DAVOS, Switzerland (AP) -- Iran's foreign minister called Friday for foreign fighters to leave Syria so that its people can decide their future themselves.
Speaking on a panel discussion about the Middle East at the World Economic Forum, Iranian Foreign Minister Mohammad Javad Zarif said Iran also wants to see an end to foreign support for opponents of President Bashar Assad's government and recognition by all sides that there can be no military solution to the conflict. He said Tehran hoped for a negotiated settlement.
Iran is one of Assad's closest allies and has been widely criticized in the West for sending fighters to Syria and for supporting Lebanon's Hezbollah militia, which is battling on the government's side.
Zarif's call for "all foreign forces to withdraw from Syria" was endorsed by fellow panelists, Jordanian Foreign Minister Nasser Sami Judeh and Turkish Foreign Minister Ahmet Davutoglu, before the crowd of political and financial elites.
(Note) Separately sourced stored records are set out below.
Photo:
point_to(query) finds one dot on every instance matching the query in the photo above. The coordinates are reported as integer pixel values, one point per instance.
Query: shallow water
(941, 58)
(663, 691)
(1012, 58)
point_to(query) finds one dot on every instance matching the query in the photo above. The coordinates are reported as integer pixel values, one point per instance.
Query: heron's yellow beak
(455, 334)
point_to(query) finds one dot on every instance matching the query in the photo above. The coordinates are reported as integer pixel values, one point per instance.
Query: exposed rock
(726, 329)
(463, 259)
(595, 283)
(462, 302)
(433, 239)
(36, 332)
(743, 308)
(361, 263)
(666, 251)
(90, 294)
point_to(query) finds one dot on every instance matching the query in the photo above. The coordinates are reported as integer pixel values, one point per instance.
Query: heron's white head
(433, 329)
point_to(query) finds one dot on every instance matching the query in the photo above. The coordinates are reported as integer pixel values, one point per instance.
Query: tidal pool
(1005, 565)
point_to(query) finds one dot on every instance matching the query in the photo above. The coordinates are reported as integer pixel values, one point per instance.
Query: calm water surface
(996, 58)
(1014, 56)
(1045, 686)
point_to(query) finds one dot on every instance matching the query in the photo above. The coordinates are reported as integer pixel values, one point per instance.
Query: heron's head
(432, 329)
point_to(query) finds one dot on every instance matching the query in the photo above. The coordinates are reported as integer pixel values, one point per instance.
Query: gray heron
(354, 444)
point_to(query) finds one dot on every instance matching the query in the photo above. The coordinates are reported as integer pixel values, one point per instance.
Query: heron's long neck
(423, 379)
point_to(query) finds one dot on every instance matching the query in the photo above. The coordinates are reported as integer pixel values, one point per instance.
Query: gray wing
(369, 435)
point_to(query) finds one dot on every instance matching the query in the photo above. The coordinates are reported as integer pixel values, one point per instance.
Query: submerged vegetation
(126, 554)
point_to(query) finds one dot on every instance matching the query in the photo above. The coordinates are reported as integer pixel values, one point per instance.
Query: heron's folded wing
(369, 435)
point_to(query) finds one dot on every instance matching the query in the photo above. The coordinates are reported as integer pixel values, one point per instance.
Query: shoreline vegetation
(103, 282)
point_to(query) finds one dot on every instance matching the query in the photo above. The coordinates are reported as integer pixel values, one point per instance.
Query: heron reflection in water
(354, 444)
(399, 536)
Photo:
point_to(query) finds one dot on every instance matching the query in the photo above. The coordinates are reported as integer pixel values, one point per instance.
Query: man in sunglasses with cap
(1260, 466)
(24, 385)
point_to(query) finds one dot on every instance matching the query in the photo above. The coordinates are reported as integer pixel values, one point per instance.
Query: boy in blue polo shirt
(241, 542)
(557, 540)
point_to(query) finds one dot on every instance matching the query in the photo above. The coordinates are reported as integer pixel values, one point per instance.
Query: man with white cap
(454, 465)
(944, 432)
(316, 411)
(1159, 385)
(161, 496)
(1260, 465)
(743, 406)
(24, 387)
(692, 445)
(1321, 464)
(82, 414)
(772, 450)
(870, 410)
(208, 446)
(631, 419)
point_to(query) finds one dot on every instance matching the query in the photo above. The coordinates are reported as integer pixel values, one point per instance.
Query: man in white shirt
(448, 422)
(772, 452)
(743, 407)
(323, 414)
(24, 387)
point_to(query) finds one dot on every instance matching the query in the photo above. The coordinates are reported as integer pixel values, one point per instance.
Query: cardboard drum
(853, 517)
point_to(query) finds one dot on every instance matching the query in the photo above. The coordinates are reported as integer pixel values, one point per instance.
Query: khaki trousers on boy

Judeh noted that Saudi Arabia and others at the opening of the Syria peace conference in Montreux on Wednesday also backed the withdrawal of foreign forces.
"There is a consensus that non-Syrian fighters should withdraw from Syria," said another panelist, Ghassan Salame, dean of the Paris School of International Affairs.
Salame said the U.N. Security Council should adopt a resolution demanding such a withdrawal since there seems to be a consensus among those at Montreux and in Davos, a proposal which was greeted with loud applause.